Ways to improve git status performance

I have a repo of 10 GB on a Linux machine which is on NFS. The first time git status takes 36 minutes and subsequent git status takes 8 minutes. Seems Git depends on the OS for caching files. Only the first git commands like commit, status that involves pack/repack the whole repo takes a very long time for a huge repo. I am not sure if you have used git status on such a large repo, but has anyone come across this issue?

I have tried git gc, git clean, git repack but the time taken is still/almost the same.

Will sub-modules or any other concepts like breaking the repo into smaller ones help? If so which is the best for splitting a larger repo. Is there any other way to improve time taken for git commands on a large repo?


Solution 1:

To be more precise, git depends on the efficiency of the lstat(2) system call, so tweaking your client’s “attribute cache timeout” might do the trick.

The manual for git-update-index — essentially a manual mode for git-status — describes what you can do to alleviate this, by using the --assume-unchanged flag to suppress its normal behavior and manually update the paths that you have changed. You might even program your editor to unset this flag every time you save a file.

The alternative, as you suggest, is to reduce the size of your checkout (the size of the packfiles doesn’t really come into play here). The options are a sparse checkout, submodules, or Google’s repo tool.

(There’s a mailing list thread about using Git with NFS, but it doesn’t answer many questions.)

Solution 2:

I'm also seeing this problem on a large project shared over NFS.

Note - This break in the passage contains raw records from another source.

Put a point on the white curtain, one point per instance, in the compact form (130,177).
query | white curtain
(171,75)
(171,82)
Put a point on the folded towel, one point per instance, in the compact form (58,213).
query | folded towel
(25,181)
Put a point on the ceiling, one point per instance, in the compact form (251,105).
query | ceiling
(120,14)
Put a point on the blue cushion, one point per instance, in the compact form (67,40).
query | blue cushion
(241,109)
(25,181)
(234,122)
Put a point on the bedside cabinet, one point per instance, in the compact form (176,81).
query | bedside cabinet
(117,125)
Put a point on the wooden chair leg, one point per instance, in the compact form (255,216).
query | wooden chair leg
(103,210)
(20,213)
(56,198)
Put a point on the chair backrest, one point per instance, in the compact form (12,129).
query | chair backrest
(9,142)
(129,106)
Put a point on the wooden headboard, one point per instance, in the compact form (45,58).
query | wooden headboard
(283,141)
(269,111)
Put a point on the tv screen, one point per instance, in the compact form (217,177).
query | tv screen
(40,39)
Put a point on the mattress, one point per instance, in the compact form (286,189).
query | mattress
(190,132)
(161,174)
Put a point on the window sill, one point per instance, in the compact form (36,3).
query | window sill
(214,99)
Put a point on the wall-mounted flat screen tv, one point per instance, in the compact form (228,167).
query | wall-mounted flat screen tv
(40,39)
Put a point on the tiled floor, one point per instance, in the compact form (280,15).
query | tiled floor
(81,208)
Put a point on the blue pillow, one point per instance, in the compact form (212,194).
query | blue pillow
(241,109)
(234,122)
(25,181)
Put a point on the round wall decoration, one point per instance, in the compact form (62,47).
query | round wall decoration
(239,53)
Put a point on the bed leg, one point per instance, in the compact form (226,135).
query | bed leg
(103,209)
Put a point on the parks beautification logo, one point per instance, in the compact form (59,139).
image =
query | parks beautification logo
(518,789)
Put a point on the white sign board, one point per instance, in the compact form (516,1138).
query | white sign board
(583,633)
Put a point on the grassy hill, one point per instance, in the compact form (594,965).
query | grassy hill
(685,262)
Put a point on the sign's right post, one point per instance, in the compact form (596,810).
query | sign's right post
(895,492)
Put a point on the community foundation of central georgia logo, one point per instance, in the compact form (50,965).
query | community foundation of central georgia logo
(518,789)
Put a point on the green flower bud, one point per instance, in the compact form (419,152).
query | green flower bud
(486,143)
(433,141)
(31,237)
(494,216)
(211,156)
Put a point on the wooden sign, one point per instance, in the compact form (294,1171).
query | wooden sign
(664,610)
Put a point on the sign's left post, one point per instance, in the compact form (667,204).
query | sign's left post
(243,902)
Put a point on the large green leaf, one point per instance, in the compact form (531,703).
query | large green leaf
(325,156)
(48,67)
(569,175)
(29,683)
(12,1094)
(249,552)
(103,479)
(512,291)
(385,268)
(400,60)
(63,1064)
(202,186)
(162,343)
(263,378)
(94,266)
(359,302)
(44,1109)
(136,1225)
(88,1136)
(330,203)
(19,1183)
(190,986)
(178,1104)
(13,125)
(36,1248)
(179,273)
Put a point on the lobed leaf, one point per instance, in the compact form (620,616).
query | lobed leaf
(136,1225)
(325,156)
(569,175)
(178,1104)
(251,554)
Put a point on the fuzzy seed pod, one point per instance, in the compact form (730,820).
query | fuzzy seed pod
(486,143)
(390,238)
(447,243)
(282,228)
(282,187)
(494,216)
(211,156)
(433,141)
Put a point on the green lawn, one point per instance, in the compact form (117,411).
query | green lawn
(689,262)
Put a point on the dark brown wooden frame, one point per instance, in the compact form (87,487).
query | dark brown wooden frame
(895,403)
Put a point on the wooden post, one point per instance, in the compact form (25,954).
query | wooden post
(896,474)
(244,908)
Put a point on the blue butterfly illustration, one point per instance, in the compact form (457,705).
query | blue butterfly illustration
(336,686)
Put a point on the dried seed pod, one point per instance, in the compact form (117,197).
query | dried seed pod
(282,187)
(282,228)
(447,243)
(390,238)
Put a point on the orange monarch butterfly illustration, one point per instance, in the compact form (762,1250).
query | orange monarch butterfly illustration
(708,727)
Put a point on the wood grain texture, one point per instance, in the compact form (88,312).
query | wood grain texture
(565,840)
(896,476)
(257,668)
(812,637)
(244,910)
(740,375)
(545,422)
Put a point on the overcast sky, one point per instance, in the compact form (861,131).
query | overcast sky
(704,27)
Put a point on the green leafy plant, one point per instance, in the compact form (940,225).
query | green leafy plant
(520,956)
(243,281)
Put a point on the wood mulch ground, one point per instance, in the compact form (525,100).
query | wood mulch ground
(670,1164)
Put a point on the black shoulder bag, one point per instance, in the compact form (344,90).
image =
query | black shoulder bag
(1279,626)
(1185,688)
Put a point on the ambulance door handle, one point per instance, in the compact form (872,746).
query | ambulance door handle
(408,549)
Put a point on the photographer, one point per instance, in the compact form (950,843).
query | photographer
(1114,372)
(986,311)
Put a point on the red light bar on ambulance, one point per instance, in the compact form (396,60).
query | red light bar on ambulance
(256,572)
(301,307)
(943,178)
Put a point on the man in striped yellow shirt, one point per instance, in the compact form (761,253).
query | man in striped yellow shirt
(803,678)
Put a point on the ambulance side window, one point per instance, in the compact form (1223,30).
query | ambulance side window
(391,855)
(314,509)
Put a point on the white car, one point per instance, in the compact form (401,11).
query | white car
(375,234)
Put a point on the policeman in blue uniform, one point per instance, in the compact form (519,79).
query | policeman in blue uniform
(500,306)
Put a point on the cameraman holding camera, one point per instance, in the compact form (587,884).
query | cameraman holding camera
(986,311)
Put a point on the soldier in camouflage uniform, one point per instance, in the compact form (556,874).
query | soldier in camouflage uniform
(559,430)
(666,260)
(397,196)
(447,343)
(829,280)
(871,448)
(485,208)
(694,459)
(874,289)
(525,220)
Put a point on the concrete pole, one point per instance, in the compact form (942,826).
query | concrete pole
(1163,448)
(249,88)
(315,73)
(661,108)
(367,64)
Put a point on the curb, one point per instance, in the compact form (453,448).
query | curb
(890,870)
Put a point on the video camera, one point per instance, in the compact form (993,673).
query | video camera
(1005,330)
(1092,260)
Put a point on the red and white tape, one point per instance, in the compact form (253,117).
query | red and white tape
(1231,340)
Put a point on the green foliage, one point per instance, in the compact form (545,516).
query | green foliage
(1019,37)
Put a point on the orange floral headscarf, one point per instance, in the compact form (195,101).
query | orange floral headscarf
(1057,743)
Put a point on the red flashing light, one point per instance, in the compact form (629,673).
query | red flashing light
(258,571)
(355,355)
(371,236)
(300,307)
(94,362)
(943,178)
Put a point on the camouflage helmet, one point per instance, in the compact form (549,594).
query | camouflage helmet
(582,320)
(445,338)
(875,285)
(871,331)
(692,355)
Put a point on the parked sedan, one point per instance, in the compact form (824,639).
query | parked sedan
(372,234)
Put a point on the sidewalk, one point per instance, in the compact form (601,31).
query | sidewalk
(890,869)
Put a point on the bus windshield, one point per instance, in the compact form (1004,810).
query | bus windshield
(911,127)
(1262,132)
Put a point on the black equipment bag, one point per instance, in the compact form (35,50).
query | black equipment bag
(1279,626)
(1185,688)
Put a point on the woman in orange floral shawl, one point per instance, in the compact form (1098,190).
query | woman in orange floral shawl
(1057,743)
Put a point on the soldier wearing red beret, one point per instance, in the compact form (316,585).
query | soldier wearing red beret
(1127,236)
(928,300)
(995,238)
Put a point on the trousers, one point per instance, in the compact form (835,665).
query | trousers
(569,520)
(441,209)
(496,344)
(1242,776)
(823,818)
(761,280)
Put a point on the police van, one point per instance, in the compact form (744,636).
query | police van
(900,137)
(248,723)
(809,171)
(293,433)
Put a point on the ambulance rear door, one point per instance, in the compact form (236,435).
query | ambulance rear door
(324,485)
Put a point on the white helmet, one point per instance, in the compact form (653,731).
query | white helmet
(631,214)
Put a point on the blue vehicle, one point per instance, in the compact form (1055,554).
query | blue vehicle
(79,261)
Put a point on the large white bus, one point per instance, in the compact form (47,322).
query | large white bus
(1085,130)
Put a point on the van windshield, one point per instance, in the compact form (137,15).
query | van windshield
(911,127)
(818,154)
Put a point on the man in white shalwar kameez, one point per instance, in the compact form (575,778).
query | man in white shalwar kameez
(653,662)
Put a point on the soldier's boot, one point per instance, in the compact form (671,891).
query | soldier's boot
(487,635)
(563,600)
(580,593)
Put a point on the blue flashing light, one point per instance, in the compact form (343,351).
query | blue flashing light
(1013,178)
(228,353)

It took me some time to discover the flag -uno that can be given to both git commit and git status.

What this flag does is to disable looking for untracked files. This reduces the number of nfs operations significantly. The reason is that in order for git to discover untracked files it has to look in all subdirectories so if you have many subdirectories this will hurt you. By disabling git from looking for untracked files you eliminate all these NFS operations.

Combine this with the core.preloadindex flag and you can get resonable perfomance even on NFS.

Solution 3:

Try git gc. Also, git clean may help.

UPDATE - Not sure where the down vote came from, but the git manual specifically states:

Runs a number of housekeeping tasks within the current repository, such as compressing file revisions (to reduce disk space and increase performance) and removing unreachable objects which may have been created from prior invocations of git add.

Users are encouraged to run this task on a regular basis within each repository to maintain good disk space utilization and good operating performance.

I always notice a difference after running git gc when git status is slow!

UPDATE II - Not sure how I missed this, but the OP already tried git gc and git clean. I swear that wasn't originally there, but I don't see any changes in the edits. Sorry for that!